# What is this called?



## REDdawn6 (Dec 11, 2008)

Hey fellas, What is the technical or common name for the metal strip that crosses between taillights and has - p o n t i a c - on it ? 65 Gto in question.... tks And can and where can this piece be restored at or bought from? tks


----------



## REDdawn6 (Dec 11, 2008)

This Piece... http://i23.photobucket.com/albums/b383/reddawn6/333.jpg


----------



## Too Many Projects (Nov 15, 2008)

I would call it a tail panel trim. I haven't seen any in my surfing, but I'm not particularly looking for 65 parts. I will be getting a 67 soon. I'll try to pay attention when I'm looking


----------



## 05GTO (Oct 6, 2004)

Too Many Projects said:


> I would call it a tail panel trim.


:agree


----------



## Eric Animal (Oct 28, 2007)

There is a NOS taillight panel on e-bay now...buy it now is $595.....I hear the reproduction ones are pretty good. Eric


----------



## geeteeohguy (Feb 2, 2008)

Those guys are right. It's rht rear tail-panel trim. Be prepared to spend many dollars. They are not being reproduced, and the supply has all but dried up. Good luck.
Jeff


----------



## Rukee (Feb 8, 2007)

Eric Animal said:


> There is a NOS taillight panel on e-bay now...buy it now is $595.....I hear the reproduction ones are pretty good. Eric


Someone must have bought it, I can't find it now.


----------



## Too Many Projects (Nov 15, 2008)

Eric Animal said:


> There is a NOS taillight panel on e-bay now...buy it now is $595.....I hear the reproduction ones are pretty good. Eric





Rukee said:


> Someone must have bought it, I can't find it now.

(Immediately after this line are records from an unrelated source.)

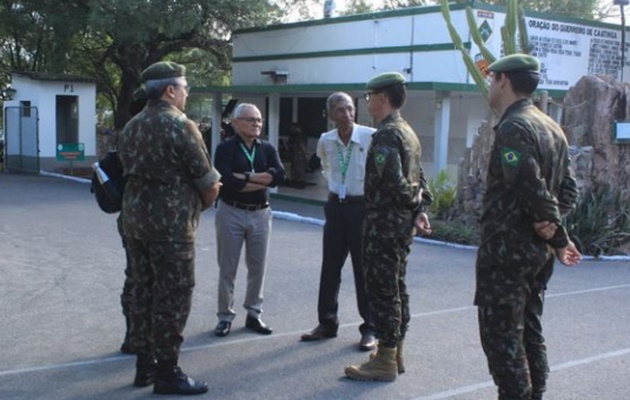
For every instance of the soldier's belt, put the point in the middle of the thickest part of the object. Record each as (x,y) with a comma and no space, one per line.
(334,197)
(245,206)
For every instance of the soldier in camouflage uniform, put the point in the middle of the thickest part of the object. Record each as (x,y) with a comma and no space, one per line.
(529,189)
(170,180)
(395,194)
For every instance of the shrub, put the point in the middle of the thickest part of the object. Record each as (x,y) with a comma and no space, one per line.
(444,194)
(600,224)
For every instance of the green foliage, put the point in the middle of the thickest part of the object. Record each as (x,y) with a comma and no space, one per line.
(600,224)
(112,41)
(444,192)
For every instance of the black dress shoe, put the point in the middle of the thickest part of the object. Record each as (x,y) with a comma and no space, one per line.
(146,370)
(320,332)
(223,328)
(178,383)
(126,346)
(257,325)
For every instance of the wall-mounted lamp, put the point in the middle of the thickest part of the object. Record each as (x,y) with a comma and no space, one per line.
(7,93)
(277,75)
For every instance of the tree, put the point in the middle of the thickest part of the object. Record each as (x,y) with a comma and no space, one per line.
(114,40)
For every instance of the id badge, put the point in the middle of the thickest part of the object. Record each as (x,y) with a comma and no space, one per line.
(342,191)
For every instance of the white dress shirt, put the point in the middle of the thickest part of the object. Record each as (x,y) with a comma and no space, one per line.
(331,150)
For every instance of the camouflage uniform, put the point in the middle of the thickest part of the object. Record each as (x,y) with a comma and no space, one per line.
(393,179)
(126,295)
(528,181)
(165,161)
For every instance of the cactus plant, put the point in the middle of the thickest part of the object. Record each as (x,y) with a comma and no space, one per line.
(514,19)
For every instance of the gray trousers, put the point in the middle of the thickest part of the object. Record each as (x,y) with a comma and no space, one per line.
(233,227)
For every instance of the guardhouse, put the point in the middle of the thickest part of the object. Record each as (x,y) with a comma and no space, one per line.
(50,122)
(289,70)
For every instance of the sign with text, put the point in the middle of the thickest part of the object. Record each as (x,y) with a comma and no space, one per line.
(566,50)
(70,152)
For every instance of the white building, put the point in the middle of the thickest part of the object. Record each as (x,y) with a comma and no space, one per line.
(50,118)
(289,70)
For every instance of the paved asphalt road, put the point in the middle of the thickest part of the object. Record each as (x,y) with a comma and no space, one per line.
(61,268)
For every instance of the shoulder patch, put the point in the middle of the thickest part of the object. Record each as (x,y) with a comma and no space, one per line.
(380,158)
(510,157)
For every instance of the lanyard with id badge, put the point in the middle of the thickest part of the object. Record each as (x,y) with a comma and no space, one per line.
(344,162)
(250,156)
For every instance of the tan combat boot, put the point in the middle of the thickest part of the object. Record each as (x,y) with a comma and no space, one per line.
(381,367)
(400,361)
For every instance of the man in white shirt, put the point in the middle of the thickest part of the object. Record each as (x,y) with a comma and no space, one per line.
(343,152)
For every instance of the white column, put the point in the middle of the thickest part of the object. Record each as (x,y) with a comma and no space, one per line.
(442,126)
(273,122)
(217,110)
(294,110)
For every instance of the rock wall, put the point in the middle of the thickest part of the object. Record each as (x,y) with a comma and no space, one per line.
(590,108)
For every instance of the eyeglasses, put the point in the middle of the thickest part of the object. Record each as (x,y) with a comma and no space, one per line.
(185,87)
(251,120)
(368,95)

The tail panel he is referring to is for a 67.

If you have one that needs restoration, there is a small replating shop near me that will strip it to bare pot metal, drill out all the corrosion, fill holes with silver solder, grind, file, hand shape to original and replate. They had a pair of the 65 tail light bezels on display when my car club did a tour and they looked NEW !! Again, not cheap, but quality work to save an otherwise impossible part to find.


----------



## Rukee (Feb 8, 2007)

Too Many Projects said:


> The tail panel he is referring to is for a 67.
> 
> If you have one that needs restoration, there is a small replating shop near me that will strip it to bare pot metal, drill out all the corrosion, fill holes with silver solder, grind, file, hand shape to original and replate. They had a pair of the 65 tail light bezels on display when my car club did a tour and they looked NEW !! Again, not cheap, but quality work to save an otherwise impossible part to find.


I had a local plater quote me $900.00 to rechrome it, and that was not doing any of the paint!


----------



## Eric Animal (Oct 28, 2007)

Sorry Rukee, I was talking about a 67 panel. I mentioned it because Too Many Projects said he was getting a 67 soon.......I have hoarded away some cool 67 parts. My mind thinks that my body is gonna build a 67 resto-animal this spring.  Eric


----------



## Jelctech (Dec 20, 2008)

I Know it as the Tail-panel Trim as well


----------



## REDdawn6 (Dec 11, 2008)

well thanks for the info. I cant imagine spending $900 dollars to resto mine. Mine is in decent shape but if im going to do this car up I cant have it be so-so. Anyone know of some good shops to get restod at?


----------



## crustysack (Oct 5, 2008)

The parts place inc is reproducing this piece and its 500 bucks


----------